During that fight, problems were found in several counties, officials said, including high-profile examples in King County. In one case, county officials found uncounted ballots as late as April 2005.

In response, legislators in 2005 passed a package of sweeping reforms. One bill included requirements for how ballots should be designed, as well as treated by election workers once received. It created training guidelines so election workers could verify voters’ signatures on the ballots. And it included requirements that ballots be reconciled to make sure they matched the number of participating voters in an election.

“The momentum of that Gregoire-Rossi election really allowed us to do far-reaching reforms … that hadn’t been done in Washington state,” said Kastama, who sponsored that bill.

Hunt, then a state representative, sponsored the successful legislation that allowed counties to voluntarily switch to all vote-by-mail.

The changeover quickened. King County made the switch in 2009. By 2011, when the Legislature passed a statewide vote-by-mail law, 38 of Washington’s 39 counties Pierce County was the lone exception were already using mail ballots.

Washington election officials say they’re confident the Postal Service this fall will give election mail swift treatment when ballots go out Oct. 16.

Don Cheney, of the American Postal Workers Union Local 298, said Tacoma’s mail processing facility has seen a vast improvement in delivery since the summer delays.

And Cheney praised a new memo by Postmaster General Louis DeJoy stating that secure and timely delivery of election is a No. 1 priority. In an email, Cheney called it, “a dramatic and welcome change.”

Wyman in August announced an emergency rule to make sure ballots are delivered swiftly, and said her office will urge voters to return ballots early.

In an email Friday, Snohomish County Auditor Garth Fell echoed that. Returning ballots early reduces lines at drop boxes and voting centers and cuts health risks for everyone involved, he wrote.
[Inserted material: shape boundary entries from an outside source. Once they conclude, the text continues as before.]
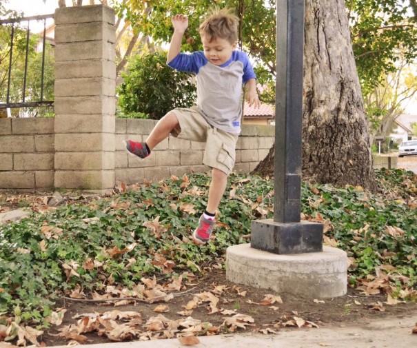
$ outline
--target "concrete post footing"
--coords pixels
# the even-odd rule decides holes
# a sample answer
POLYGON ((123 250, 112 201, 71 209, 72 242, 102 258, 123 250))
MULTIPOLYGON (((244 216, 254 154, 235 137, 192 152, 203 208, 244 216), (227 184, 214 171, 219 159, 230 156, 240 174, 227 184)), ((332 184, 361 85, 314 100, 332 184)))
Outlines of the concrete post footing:
POLYGON ((323 247, 321 252, 282 255, 241 244, 226 252, 227 280, 280 294, 342 296, 347 293, 347 254, 330 247, 323 247))

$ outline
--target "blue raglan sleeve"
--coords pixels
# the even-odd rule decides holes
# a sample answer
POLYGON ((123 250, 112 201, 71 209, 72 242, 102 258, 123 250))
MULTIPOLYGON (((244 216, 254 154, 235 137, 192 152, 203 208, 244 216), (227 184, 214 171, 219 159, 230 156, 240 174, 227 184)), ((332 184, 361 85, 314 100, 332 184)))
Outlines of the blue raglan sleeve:
POLYGON ((201 51, 191 54, 179 53, 168 63, 168 66, 178 71, 194 72, 198 74, 203 65, 207 63, 204 54, 201 51))
POLYGON ((242 77, 243 84, 246 83, 247 80, 256 79, 256 75, 255 74, 255 72, 254 72, 252 63, 249 61, 247 54, 244 52, 239 52, 238 59, 243 63, 243 76, 242 77))

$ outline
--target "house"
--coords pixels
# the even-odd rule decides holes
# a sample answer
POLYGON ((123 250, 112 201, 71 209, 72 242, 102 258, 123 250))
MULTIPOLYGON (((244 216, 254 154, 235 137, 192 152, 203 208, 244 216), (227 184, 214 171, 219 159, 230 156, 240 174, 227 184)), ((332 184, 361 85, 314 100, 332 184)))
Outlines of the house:
POLYGON ((250 106, 245 102, 243 108, 243 124, 270 125, 275 121, 275 108, 270 104, 261 104, 257 108, 250 106))
POLYGON ((394 121, 394 127, 389 137, 396 143, 411 140, 416 136, 413 132, 413 123, 417 123, 417 114, 408 115, 403 114, 394 121))

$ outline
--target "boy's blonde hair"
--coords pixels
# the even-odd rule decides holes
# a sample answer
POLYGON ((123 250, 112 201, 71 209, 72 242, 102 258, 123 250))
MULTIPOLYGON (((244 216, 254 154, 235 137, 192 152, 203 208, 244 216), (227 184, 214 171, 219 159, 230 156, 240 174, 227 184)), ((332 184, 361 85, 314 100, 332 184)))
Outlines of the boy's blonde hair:
POLYGON ((209 42, 220 38, 233 44, 238 40, 238 23, 239 19, 230 8, 214 8, 199 28, 199 32, 209 42))

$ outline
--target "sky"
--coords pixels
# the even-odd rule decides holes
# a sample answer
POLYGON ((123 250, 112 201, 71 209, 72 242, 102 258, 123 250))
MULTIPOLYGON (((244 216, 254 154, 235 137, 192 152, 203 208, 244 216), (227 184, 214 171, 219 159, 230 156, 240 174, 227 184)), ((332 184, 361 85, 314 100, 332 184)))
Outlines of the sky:
POLYGON ((6 7, 11 10, 21 10, 25 16, 36 16, 54 13, 58 7, 58 0, 9 0, 6 7))
MULTIPOLYGON (((1 0, 0 0, 1 1, 1 0)), ((70 1, 66 0, 68 5, 70 6, 70 1)), ((87 3, 87 1, 85 1, 87 3)), ((47 14, 54 13, 55 8, 58 7, 58 0, 9 0, 8 4, 6 4, 6 8, 23 11, 25 16, 35 16, 37 14, 47 14)), ((47 23, 47 25, 48 23, 47 23)), ((43 23, 39 21, 37 25, 31 24, 32 30, 41 30, 43 23)), ((417 100, 408 103, 406 107, 408 114, 417 115, 417 100)))

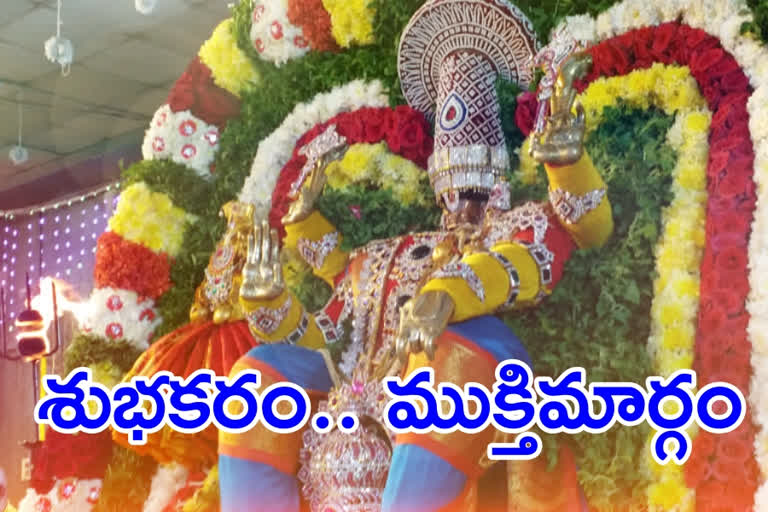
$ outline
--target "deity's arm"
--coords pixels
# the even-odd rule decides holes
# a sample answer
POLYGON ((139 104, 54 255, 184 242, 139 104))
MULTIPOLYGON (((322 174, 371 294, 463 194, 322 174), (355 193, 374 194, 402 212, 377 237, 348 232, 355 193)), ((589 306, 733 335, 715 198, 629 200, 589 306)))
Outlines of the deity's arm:
POLYGON ((340 249, 342 236, 317 210, 305 219, 285 226, 286 247, 296 248, 314 274, 329 285, 347 267, 349 254, 340 249))
POLYGON ((552 292, 575 247, 545 205, 528 203, 499 217, 482 247, 432 274, 421 293, 451 297, 450 323, 530 307, 552 292), (519 229, 521 222, 536 229, 519 229))
POLYGON ((544 165, 549 201, 560 225, 582 249, 601 247, 613 233, 605 182, 586 151, 573 164, 544 165))
POLYGON ((286 343, 308 348, 325 345, 315 315, 288 290, 272 299, 240 297, 240 306, 251 333, 264 343, 286 343))

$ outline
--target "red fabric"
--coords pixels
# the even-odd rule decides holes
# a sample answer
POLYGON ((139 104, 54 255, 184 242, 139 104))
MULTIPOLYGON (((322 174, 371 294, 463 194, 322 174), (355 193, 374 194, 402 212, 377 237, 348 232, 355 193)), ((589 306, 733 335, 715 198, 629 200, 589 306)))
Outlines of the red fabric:
POLYGON ((224 130, 227 121, 240 114, 240 100, 217 86, 211 70, 199 57, 192 59, 168 95, 168 106, 174 112, 189 110, 208 124, 224 130))

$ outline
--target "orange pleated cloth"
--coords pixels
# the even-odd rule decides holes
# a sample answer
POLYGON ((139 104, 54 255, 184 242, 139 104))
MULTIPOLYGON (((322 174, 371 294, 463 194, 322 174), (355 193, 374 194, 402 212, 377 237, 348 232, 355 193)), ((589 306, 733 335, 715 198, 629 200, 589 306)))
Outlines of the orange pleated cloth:
MULTIPOLYGON (((226 376, 237 360, 258 344, 245 320, 187 324, 153 343, 123 381, 152 377, 163 370, 183 378, 201 369, 226 376)), ((218 459, 218 431, 213 425, 198 434, 182 434, 164 427, 148 435, 147 443, 141 446, 131 445, 126 434, 114 430, 112 438, 141 455, 152 456, 161 464, 175 462, 194 470, 211 467, 218 459)))

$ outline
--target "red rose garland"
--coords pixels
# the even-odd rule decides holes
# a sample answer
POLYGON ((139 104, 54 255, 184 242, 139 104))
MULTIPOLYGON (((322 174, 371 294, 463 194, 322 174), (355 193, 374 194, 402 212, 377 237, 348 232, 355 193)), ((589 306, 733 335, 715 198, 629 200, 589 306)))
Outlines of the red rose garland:
POLYGON ((301 27, 309 46, 318 52, 336 51, 339 46, 331 35, 331 15, 321 0, 288 0, 288 20, 301 27))
MULTIPOLYGON (((756 201, 749 81, 716 38, 679 23, 633 30, 590 52, 594 66, 583 87, 601 76, 627 74, 654 62, 685 65, 713 112, 694 368, 700 387, 725 381, 747 396, 751 376, 745 309, 747 241, 756 201)), ((754 426, 749 417, 729 434, 701 432, 696 437, 685 474, 688 485, 696 489, 698 510, 752 509, 759 471, 752 455, 754 426)))
POLYGON ((389 149, 422 168, 427 167, 427 159, 432 154, 432 136, 424 115, 408 106, 390 108, 362 108, 354 112, 339 114, 328 121, 316 125, 305 133, 293 151, 293 157, 280 171, 275 189, 272 192, 272 209, 269 221, 285 236, 280 219, 288 212, 292 199, 288 196, 291 184, 301 172, 306 157, 299 150, 312 139, 323 133, 332 124, 337 132, 347 138, 349 144, 386 142, 389 149))
POLYGON ((195 57, 168 95, 174 112, 189 110, 192 115, 224 131, 227 121, 240 114, 240 100, 213 82, 211 70, 195 57))
POLYGON ((76 477, 92 480, 104 477, 112 458, 112 436, 61 434, 47 429, 45 442, 32 445, 32 479, 37 494, 47 494, 55 479, 76 477))
POLYGON ((96 246, 93 275, 96 288, 129 290, 157 300, 171 287, 171 261, 166 254, 106 231, 96 246))

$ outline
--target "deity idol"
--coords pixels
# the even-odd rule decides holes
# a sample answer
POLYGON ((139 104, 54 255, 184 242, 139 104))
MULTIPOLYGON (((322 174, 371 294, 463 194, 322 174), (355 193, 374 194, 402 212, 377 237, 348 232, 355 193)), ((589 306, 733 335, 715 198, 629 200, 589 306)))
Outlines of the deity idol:
MULTIPOLYGON (((124 377, 151 378, 169 371, 187 378, 200 369, 227 375, 235 362, 257 345, 240 306, 242 270, 247 256, 247 240, 253 231, 253 206, 237 202, 225 204, 220 215, 227 228, 211 254, 205 279, 195 292, 189 312, 190 322, 163 336, 150 346, 124 377)), ((200 434, 181 434, 168 427, 147 436, 141 446, 131 445, 128 436, 112 432, 114 440, 160 463, 180 463, 192 470, 216 464, 217 431, 209 427, 200 434)))
MULTIPOLYGON (((610 236, 605 184, 583 149, 583 111, 573 113, 572 84, 590 62, 557 51, 548 60, 557 68, 549 109, 532 144, 545 164, 549 202, 509 204, 495 89, 499 77, 530 83, 530 23, 505 0, 431 0, 404 31, 399 71, 411 106, 436 119, 428 172, 443 208, 441 229, 342 252, 341 235, 313 209, 325 166, 343 151, 332 127, 313 146, 317 163, 283 219, 283 245, 298 248, 334 286, 322 310, 310 314, 287 291, 277 233, 256 223, 240 302, 263 343, 232 374, 258 370, 262 389, 292 382, 314 400, 313 412, 353 411, 361 421, 354 433, 274 433, 261 423, 246 433, 221 432, 224 512, 293 512, 302 499, 312 511, 477 510, 478 482, 492 464, 487 446, 500 433, 391 436, 382 419, 382 378, 431 367, 436 383, 492 389, 499 362, 530 364, 494 315, 538 304, 574 249, 610 236), (336 367, 322 349, 345 337, 349 349, 336 367)), ((278 412, 289 410, 278 405, 278 412)), ((570 455, 561 453, 554 473, 539 464, 515 467, 511 510, 580 510, 570 455)))

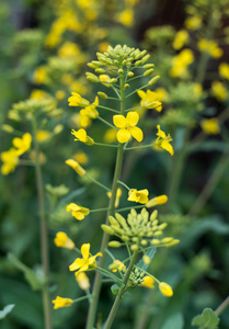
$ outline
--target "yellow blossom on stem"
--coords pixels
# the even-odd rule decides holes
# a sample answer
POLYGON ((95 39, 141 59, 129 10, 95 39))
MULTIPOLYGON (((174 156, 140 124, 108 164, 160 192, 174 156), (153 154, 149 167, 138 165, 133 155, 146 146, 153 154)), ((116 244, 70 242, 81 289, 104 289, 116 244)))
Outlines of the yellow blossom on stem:
POLYGON ((75 276, 81 290, 87 291, 90 288, 90 281, 84 272, 76 272, 75 276))
POLYGON ((72 95, 68 99, 69 106, 88 106, 90 102, 83 99, 79 93, 72 92, 72 95))
POLYGON ((18 156, 23 155, 31 148, 32 136, 30 133, 25 133, 22 138, 13 138, 13 146, 16 148, 18 156))
MULTIPOLYGON (((107 192, 106 194, 107 194, 108 197, 112 196, 112 192, 107 192)), ((116 198, 115 198, 115 208, 117 208, 118 205, 119 205, 121 195, 122 195, 122 190, 118 188, 117 192, 116 192, 116 198)))
POLYGON ((165 194, 162 194, 162 195, 159 195, 159 196, 156 196, 156 197, 149 200, 146 204, 146 207, 150 208, 150 207, 153 207, 159 204, 164 204, 167 202, 168 202, 168 196, 165 194))
POLYGON ((147 90, 147 92, 142 90, 137 91, 139 98, 141 99, 140 105, 144 106, 145 109, 154 109, 158 112, 161 112, 162 105, 161 102, 159 101, 159 97, 157 92, 153 92, 151 90, 147 90))
POLYGON ((62 298, 57 296, 56 299, 51 302, 54 304, 54 309, 60 308, 60 307, 68 307, 73 304, 73 300, 71 298, 62 298))
POLYGON ((117 114, 113 116, 114 125, 119 128, 117 132, 117 140, 119 143, 126 143, 133 136, 137 141, 141 141, 144 139, 144 133, 140 128, 136 127, 139 121, 139 114, 137 112, 128 112, 125 117, 122 114, 117 114))
POLYGON ((66 164, 70 166, 79 175, 84 175, 85 170, 73 159, 66 160, 66 164))
POLYGON ((124 265, 123 262, 121 262, 119 260, 115 259, 113 261, 113 263, 108 266, 110 270, 112 270, 112 272, 117 272, 118 271, 125 271, 126 270, 126 265, 124 265))
POLYGON ((87 215, 89 215, 90 211, 88 208, 81 207, 76 203, 70 203, 66 207, 67 212, 72 212, 72 216, 76 217, 78 220, 84 219, 87 215))
POLYGON ((153 290, 154 288, 153 283, 154 283, 154 279, 152 279, 149 275, 146 275, 146 276, 144 276, 144 281, 139 285, 140 286, 146 286, 148 288, 152 288, 153 290))
POLYGON ((15 148, 10 148, 8 151, 1 152, 1 160, 3 164, 1 166, 1 173, 9 174, 14 171, 15 167, 19 163, 19 156, 15 148))
POLYGON ((167 297, 171 297, 173 295, 172 287, 165 282, 159 283, 159 290, 160 290, 161 294, 167 297))
POLYGON ((157 146, 165 149, 168 152, 171 154, 171 156, 173 156, 174 150, 172 145, 170 144, 170 141, 172 140, 170 134, 167 136, 164 132, 161 131, 160 125, 157 125, 157 128, 158 128, 158 133, 157 133, 158 138, 156 140, 157 146))
POLYGON ((147 203, 148 202, 149 191, 147 189, 137 191, 136 189, 129 190, 128 201, 134 201, 138 203, 147 203))
POLYGON ((220 133, 219 121, 216 117, 202 120, 201 126, 206 134, 217 135, 220 133))
POLYGON ((94 144, 93 138, 89 137, 87 135, 85 129, 83 129, 83 128, 79 129, 78 132, 72 129, 71 134, 76 137, 75 140, 80 140, 81 143, 84 143, 87 145, 93 145, 94 144))
POLYGON ((90 243, 83 243, 81 246, 81 254, 82 258, 77 258, 73 263, 69 266, 70 271, 77 271, 79 274, 80 272, 90 271, 96 268, 96 257, 102 256, 101 252, 98 252, 95 256, 91 256, 89 252, 90 243))
POLYGON ((54 242, 57 247, 62 247, 70 250, 75 248, 75 242, 64 231, 58 231, 56 234, 56 238, 54 239, 54 242))
POLYGON ((95 97, 95 100, 91 105, 85 106, 83 110, 81 110, 80 114, 89 116, 90 118, 96 118, 99 116, 96 105, 99 105, 99 98, 98 97, 95 97))

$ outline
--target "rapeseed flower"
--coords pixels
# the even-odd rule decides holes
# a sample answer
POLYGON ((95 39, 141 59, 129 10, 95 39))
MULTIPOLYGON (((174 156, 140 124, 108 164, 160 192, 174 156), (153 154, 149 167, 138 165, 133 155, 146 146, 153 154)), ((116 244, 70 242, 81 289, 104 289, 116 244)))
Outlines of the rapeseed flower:
POLYGON ((102 253, 98 252, 95 256, 90 256, 90 243, 83 243, 81 246, 82 258, 77 258, 73 263, 69 266, 70 271, 80 272, 90 271, 96 268, 96 257, 101 257, 102 253))
POLYGON ((77 137, 75 140, 80 140, 81 143, 84 143, 87 145, 93 145, 94 140, 93 138, 89 137, 85 129, 81 128, 78 132, 75 129, 71 131, 71 134, 77 137))
POLYGON ((70 250, 75 248, 75 242, 64 231, 58 231, 56 234, 56 238, 54 239, 54 242, 57 247, 62 247, 70 250))
POLYGON ((126 143, 133 136, 137 141, 144 139, 144 133, 140 128, 136 127, 139 121, 139 114, 137 112, 128 112, 127 116, 117 114, 113 116, 114 125, 119 128, 117 132, 117 140, 119 143, 126 143))
POLYGON ((136 189, 129 190, 128 201, 134 201, 138 203, 147 203, 148 202, 149 191, 147 189, 137 191, 136 189))
POLYGON ((71 215, 78 220, 84 219, 87 215, 89 215, 90 211, 88 208, 81 207, 76 203, 70 203, 66 207, 67 212, 72 212, 71 215))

“Early action also helps spread the workload of processing ballots over a longer period of time, allowing us to better maintain social distancing and other recommended practices within our processing facilities,” wrote Fell.

Wise, the King County Elections director, has faith in officials elsewhere, who often administer elections in challenging circumstances, such as natural disasters, and now amid the pandemic.

“This a skilled group of people that have little time and less resources, and still do a great job administering elections,” said Wise. “So I still think elections administrators across the country will do a good job as they move to vote by mail.”